Satsuki Katayama, the only female minister in Prime Minister Shinzo Abe's Cabinet, denied Thursday a report in a weekly magazine that she accepted money from the owner of a manufacturing company in return for help lobbying tax authorities.

The regional revitalization minister told reporters the Shukan Bunshun article contains factual errors and she is preparing to file a libel suit.

The magazine said the owner paid 1 million yen ($8,900) to Hiroji Namura, one of her secretaries, in July 2015 requesting that tax authorities be lobbied for special treatment on the company's behalf.

But Katayama's office told the Shukan Bunshun that Namura had quit in May that year and the lawmaker introduced him to the owner as a tax accountant friend.

Katayama, a 59-year-old former elite Finance Ministry bureaucrat, obtained her first ministerial post in the Cabinet reshuffle last month. She doubles as minister in charge of women's empowerment.

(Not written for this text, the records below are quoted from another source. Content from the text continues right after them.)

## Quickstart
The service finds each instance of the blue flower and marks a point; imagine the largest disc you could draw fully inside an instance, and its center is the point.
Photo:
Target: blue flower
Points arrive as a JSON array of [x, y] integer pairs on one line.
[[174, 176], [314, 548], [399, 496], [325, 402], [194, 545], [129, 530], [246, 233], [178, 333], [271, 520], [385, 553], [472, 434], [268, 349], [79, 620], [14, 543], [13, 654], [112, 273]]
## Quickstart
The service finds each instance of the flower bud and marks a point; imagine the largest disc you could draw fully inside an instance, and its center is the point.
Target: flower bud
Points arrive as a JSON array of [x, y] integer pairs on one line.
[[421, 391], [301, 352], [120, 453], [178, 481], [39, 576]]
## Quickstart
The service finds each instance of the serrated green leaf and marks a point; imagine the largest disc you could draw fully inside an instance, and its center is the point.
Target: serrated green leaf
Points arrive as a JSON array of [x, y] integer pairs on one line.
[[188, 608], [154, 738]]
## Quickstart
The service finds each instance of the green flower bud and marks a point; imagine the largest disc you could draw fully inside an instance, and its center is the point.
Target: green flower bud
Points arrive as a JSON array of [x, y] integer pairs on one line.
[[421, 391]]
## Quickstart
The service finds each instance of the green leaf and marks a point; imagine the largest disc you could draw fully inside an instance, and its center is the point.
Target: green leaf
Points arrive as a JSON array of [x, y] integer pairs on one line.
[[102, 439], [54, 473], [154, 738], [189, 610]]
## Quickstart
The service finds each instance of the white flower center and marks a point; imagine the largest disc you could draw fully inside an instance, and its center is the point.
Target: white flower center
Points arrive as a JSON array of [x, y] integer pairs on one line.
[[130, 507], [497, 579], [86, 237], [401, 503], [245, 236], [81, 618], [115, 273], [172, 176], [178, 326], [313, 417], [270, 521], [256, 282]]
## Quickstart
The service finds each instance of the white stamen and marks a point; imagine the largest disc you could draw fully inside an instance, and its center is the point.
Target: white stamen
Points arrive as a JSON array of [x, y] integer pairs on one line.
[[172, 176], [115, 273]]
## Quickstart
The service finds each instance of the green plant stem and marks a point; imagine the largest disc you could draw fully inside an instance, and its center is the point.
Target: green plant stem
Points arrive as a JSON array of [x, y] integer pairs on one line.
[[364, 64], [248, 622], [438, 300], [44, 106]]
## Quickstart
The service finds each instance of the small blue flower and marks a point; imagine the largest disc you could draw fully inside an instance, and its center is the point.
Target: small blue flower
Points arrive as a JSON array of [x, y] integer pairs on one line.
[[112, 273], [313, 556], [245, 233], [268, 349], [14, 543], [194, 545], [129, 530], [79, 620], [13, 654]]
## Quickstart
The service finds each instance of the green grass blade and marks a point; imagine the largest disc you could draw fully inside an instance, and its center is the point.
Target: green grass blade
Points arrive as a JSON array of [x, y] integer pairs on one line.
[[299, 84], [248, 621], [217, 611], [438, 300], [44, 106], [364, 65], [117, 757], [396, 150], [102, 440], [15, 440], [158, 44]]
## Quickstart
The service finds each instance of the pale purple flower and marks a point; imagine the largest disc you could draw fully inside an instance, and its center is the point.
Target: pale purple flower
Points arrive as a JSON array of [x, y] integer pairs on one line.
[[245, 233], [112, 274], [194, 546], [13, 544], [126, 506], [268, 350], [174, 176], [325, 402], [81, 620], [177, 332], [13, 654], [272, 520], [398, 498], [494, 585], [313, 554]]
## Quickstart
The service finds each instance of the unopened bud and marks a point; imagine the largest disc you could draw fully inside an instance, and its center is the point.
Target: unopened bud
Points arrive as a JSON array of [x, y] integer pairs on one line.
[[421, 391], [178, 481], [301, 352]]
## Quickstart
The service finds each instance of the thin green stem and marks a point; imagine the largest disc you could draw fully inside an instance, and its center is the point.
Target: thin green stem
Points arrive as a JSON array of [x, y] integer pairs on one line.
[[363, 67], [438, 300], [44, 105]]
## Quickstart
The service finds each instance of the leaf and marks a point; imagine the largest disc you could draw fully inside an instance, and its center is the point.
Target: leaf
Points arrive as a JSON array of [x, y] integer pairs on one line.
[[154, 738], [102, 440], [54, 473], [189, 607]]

The magazine, renowned for its reporting on political scandals, quoted the owner of the company as saying that Katayama called a regional taxation bureau chief during a September 2015 meeting, but her call went unanswered. The owner said Katayama claimed the bureau chief was her junior when she worked at the Finance Ministry.

Although Katayama's request to give the company owner special treatment did not bear fruit, Namura told the owner that the money had passed into the lawmaker's hands, according to the report. Her office denies she received the money.

Katayama first entered politics as a House of Representatives member in 2005, but lost her seat in the 2009 lower house election. She turned to the House of Councillors in 2010 and was re-elected in 2016.

Earlier in the day, Chief Cabinet Secretary Yoshihide Suga told a press conference he believes Katayama will "fulfill her responsibilities as a politician and give a thorough explanation about her political activity."

Natsuo Yamaguchi, who heads the Komeito party, the junior coalition partner of Abe's Liberal Democratic Party, echoed the view, telling reporters that Katayama should be held accountable to the public.